008441EL MILAGRO COMO CONCIENCIA

En Los jueves, milagro (1957), de Berlanga, las fuerzas vivas de un pueblo se inventaban la aparición de un santo, “San Dimas”, para atraer clientes a un balneario, principal fuente de ingresos, que andaba al borde de la desaparición. El joven cineasta libanés Amin Dora debuta en el cine con una película sencilla y honesta, sitúa su fábula en un pequeño barrio costero, donde a modo de introducción, como hacían por ejemplo en Bienvenido Míster Marshall, volvemos a Berlanga, un niño, Leba, nos va presentando los habitantes de singular barrio, el barbero, que saca tajada de sus clientes en forma de comisión, el carnicero, que reduce la calidad de sus carnes para sacar mejor rendimiento, la señora de las conservas, sola y huraña, que espera la llegada de un hermano que hace tiempo que se marchó, la promiscua que vende su cuerpo como modo de vida, los que siempre andan jugando a las cartas y peleando…
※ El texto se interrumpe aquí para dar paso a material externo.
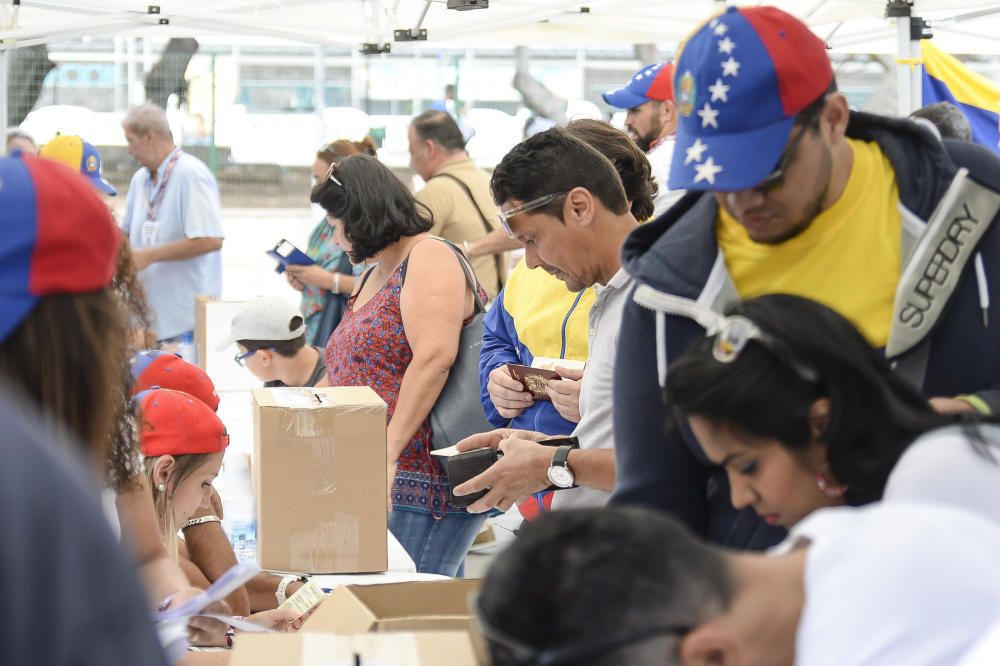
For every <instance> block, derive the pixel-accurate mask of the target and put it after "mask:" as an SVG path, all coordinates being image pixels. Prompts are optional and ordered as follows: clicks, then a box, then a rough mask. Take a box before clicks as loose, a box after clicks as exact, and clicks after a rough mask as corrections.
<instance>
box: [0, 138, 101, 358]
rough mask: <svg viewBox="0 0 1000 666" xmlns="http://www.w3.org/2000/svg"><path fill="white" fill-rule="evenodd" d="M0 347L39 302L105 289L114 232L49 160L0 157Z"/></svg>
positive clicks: (63, 169)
El niño narrador se hace mayor, se convierte en profesor de música, se casa y tiene dos niñas preciosas. Su tercer hijo, Ghadi nace con síndrome de down. El pasatiempo del niño es sentarse en el balcón e imitar los sonidos musicales del padre, aunque lo que emite son ruidosos alaridos que acaban molestando mucho  sus vecinos. Estos, muy enfadados, se reúnen con la intención de echar a su vecino ruidoso. Leba, ante el temor de alejarse de su hijo, urde un plan reclutando la ayuda de los “desplazados del barrio”: el tonto oficial, que no es lo que parece, al inmigrante rechazado por el color de su piel, al afeminado, que no encuentra su sitio, en este barrio de machos dominantes. Dora dirige una película de buenas intenciones, la llegada del milagro obrará concienzudamente a nivel moral entre las gentes, y todos, aunque al principio se muestren descreídos, acabarán sucumbiendo ante la divinidad. Una muestra de cine procedente del Líbano, un país sumido en conflictos armados desde hace décadas, que nos ofrece una mirada diferente, huyendo de la imagen que conocemos, y contándonos otro tipo de conflictos y situaciones.

El realizador libanés se mueve entre la conciencia social, el costumbrismo, y la obra con mensaje, muy deudora del cine de Frank Capra, o aquellas comedias italianas de los 40 y 50, de Comencini o Monicelli, sin olvidar el referente de Milagro en Milán (1951), de Vittorio De Sica, también, contiene ciertos toques del humor y la descripción del cine de Jeunet y Caro, y el cine de Javier Fesser. Una película con cierto encanto, que atrapa en su modestia narrativa, que recupera ese cine sencillo que pretendía atrapar al espectador desde lo emotivo. Si bien la película no tiene la carga crítica y social que tenía el cine de Berlanga, pero tiene sus buenos momentos donde habla de generosidad, humanidad y sobre todo, de aceptación hacía el diferente, a escuchar al otro y esforzarnos en entenderlo, sin pretender en ningún caso, rechazarlo y expulsarlo de nuestro entorno, sólo por el hecho que ha nacido diferente.